Sometimes the orange sun rises first. Sometimes it is the red one, although they are never far apart in the sky and you can see them moving each other, casting double shadows across the firmament and periodically crossing right in front of each other.
Such is life, if it were possible, on the latest addition to the pantheon of weird planets now known to exist outside the bounds of our own solar system. It is the first planet, astronomers say, that has been definitely shown to be orbiting two stars at once, circling at a distance of some 65 million miles a pair of stars that are themselves circling each other much more closely. A team of astronomers using NASA's Kepler planet-hunting spacecraft announced the discovery Thursday in a paper published online in the journal Science, at a conference in Jackson Hole, Wyo., and in a news conference at NASA's Ames Research Laboratory in Mountain View, Calif., Kepler's headquarters.
The official name of the new planet is Kepler 16b, but astronomers are already referring to it informally as Tatooine, after the home planet of Luke and Anakin Skywalker, in the George Lucas "Star Wars" movies, which also had two suns.

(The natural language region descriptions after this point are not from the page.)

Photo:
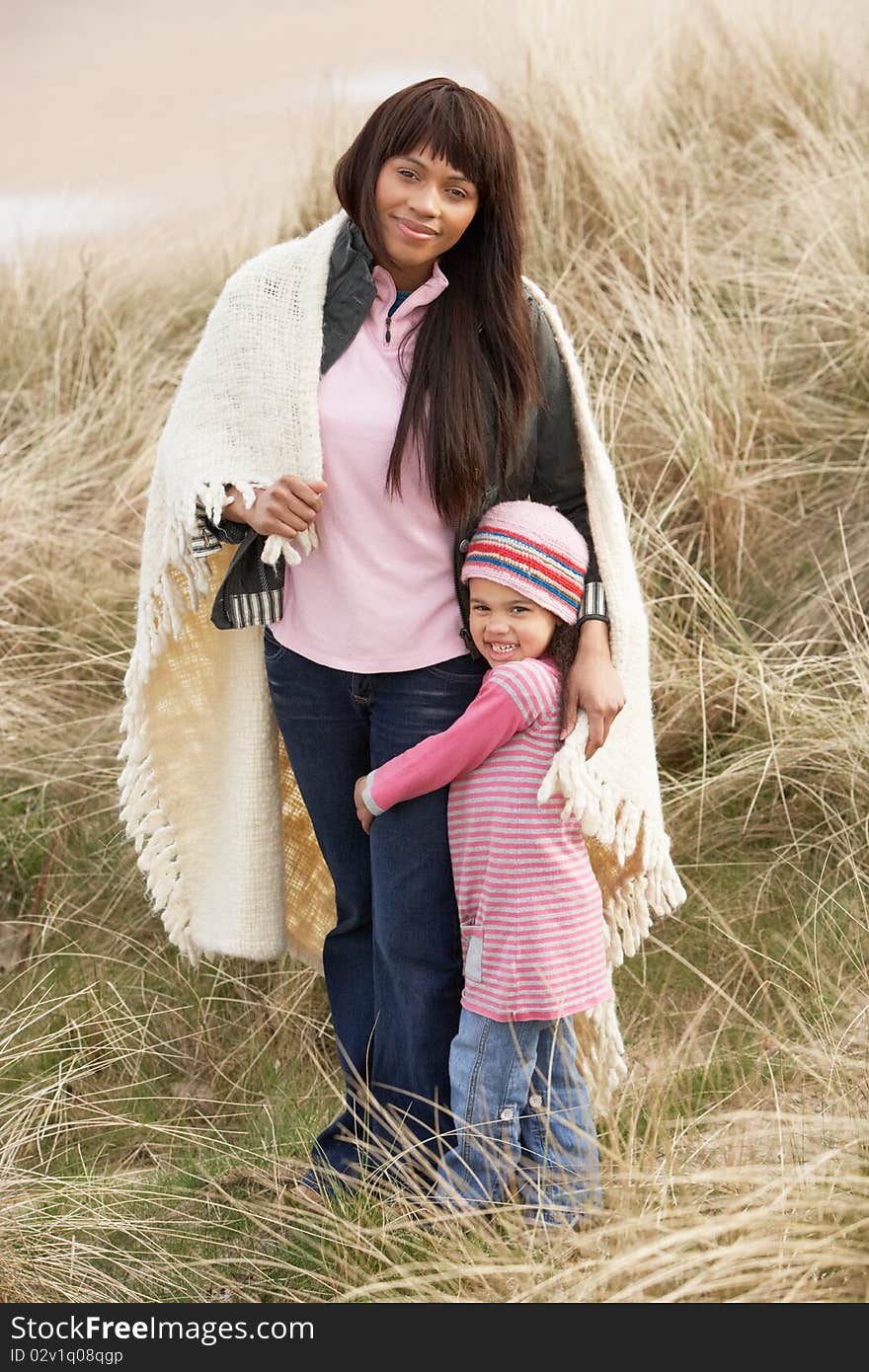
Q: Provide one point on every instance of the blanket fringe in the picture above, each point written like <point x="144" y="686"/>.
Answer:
<point x="141" y="812"/>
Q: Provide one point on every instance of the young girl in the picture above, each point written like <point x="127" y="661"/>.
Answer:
<point x="528" y="904"/>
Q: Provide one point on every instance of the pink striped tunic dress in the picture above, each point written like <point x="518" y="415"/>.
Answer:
<point x="528" y="903"/>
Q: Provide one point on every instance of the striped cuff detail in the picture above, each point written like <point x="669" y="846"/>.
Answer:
<point x="203" y="541"/>
<point x="209" y="537"/>
<point x="593" y="602"/>
<point x="253" y="608"/>
<point x="368" y="800"/>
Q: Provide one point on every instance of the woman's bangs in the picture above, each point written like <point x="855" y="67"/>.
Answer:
<point x="446" y="129"/>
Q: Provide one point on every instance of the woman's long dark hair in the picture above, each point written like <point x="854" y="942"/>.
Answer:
<point x="474" y="369"/>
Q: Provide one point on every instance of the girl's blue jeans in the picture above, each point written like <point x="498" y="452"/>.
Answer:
<point x="521" y="1112"/>
<point x="393" y="960"/>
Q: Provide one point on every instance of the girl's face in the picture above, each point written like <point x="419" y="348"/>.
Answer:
<point x="423" y="206"/>
<point x="507" y="627"/>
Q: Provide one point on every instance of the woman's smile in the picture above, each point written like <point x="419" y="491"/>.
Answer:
<point x="415" y="231"/>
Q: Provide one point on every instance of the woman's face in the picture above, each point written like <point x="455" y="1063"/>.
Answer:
<point x="423" y="206"/>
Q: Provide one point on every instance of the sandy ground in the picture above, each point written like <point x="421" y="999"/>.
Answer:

"Reality has finally caught up with science fiction," said Alan P. Boss of the Carnegie Institution, a member of the research team.
Indeed, John Knoll, who is a visual effects supervisor at Industrial Light & Magic, which is part of Lucasfilm, and who worked on several of the "Star Wars" movies, joined the Ames news conference and showed a clip from the original movie.
"Again and again we see that the science is stranger and weirder than fiction," Knoll said. "The very existence of this discovery gives us cause to dream bigger."
While some double-star systems, of which there are billions in the galaxy, have been suspected to harbor planets, those smaller bodies have never been seen.
"This is a direct detection; it removes all doubt," said Dr. Laurance Doyle of the SETI Institute in Mountain View, who led the discovery team. "It will help those guys make their case."
Beyond the wow factor, astronomers said the discovery — as so many discoveries of so-called exoplanets have done — had thrown a wrench into another well-received theory of how planets can and cannot form.
"In other words," said Sara Seager, a planetary expert at the Massachusetts Institute of Technology who was not part of the discovery team, "people don't really know how to form this planet."